Hotelarze znowu z obawą patrzą w przyszłość. Po dobrym październiku, grudzień i styczeń zapowiadają się słabo
Na grudzień i styczeń hotele mają małą liczbę rezerwacji; na ostatni miesiąc tego roku 3/4 hoteli ma zajętych mniej niż 30 proc. miejsc, a w styczniu tyle rezerwacji ma 82 proc. hoteli - podała Izba Gospodarcza Hotelarstwa Polskiego. Jest to związane głównie z rozwojem pandemii.
2021-11-18, 07:40
Jak wskazała Izba Gospodarcza Hotelarstwa Polskiego na podstawie najnowszej ankiety, październik był udanym miesiącem dla hoteli. Ponad połowa z nich miała obłożenie między 40 a 70 proc., a w co czwartym obiekcie frekwencja przekroczyła 70 proc.
Powiązany Artykuł
Hotelarze zaniepokojeni przed zimą. Obawiają się m.in. braku pracowników
"W lokalizacjach poza miastami frekwencję powyżej 70 proc. odnotowało 27 proc. obiektów (hotele miejskie 21 proc.). Jednak w zakresie obłożenia pomiędzy 40 a 70 proc. lepiej wypadły hotele miejskie z udziałem 56 proc. (pozamiejskie odpowiednio 48 proc.)" - poinformowała Izba.
Dalszy spadek gości wypoczynkowych
Według sekretarza generalnego IGHP Marcina Mączyńskiego, hotele odczuwają już czwartą falę pandemii.
- Widoczny jest dalszy spadek udziału gości wypoczynkowych i krótkie okienko rezerwacyjne, dodatkowo skracające się w efekcie wzrostu dziennej liczby zakażeń w ostatnich tygodniach - zaznaczył.
REKLAMA
Podał też, że dane dotyczące przyjętych rezerwacji na następne trzy miesiące wskazują na zdecydowany spadek. W listopadzie już tylko 29 proc. hoteli notuje obłożenie powyżej 40 proc., w tym 19 proc. obiektów deklaruje stan rezerwacji powyżej 50 proc. 3/4 hoteli ma na grudzień nie więcej niż 30 proc. rezerwacji, w styczniu taki wynik notuje 82 proc. obiektów.

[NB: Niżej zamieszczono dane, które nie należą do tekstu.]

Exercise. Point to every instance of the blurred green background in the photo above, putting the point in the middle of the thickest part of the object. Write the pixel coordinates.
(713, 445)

Liczba dziennych zakażeń ma "duży wpływ"
- Zapytaliśmy hotelarzy o potencjalny wpływ wzrastającego w ostatnich tygodniach wskaźnika dziennych zakażeń na malejącą liczbę nowych rezerwacji w grudniu 2021 r. Ponad 3/4 z pytanych potwierdziło taką zależność, z czego 39 proc. ocenia, że jest to "duży wpływ", tyle samo jako "umiarkowany" – poinformował Marcin Mączyński.
W ankiecie online przeprowadzonej wzięło udział 165 hoteli zlokalizowanych we wszystkich województwach. Spośród nich 59 proc. położonych jest w miastach. 28 proc. to obiekty sieciowe. Większość ankietowanych (81 proc.) to hotele liczące do 150 pokoi, 61 proc. hoteli ma mniej niż 100 pokoi, a średnia wielkość obiektu wyniosła 96 pokoi.
Hotele, w których przeważa ruch biznesowy, stanowiły 33 proc., łączące segment biznesowy z turystycznym - 39 proc., a specjalizujące się w turystyce wypoczynkowej - 28 proc. Dominującymi formami biznesu hotelowego wśród ankietowanych obiektów są mikro, małe i średnie przedsiębiorstwa.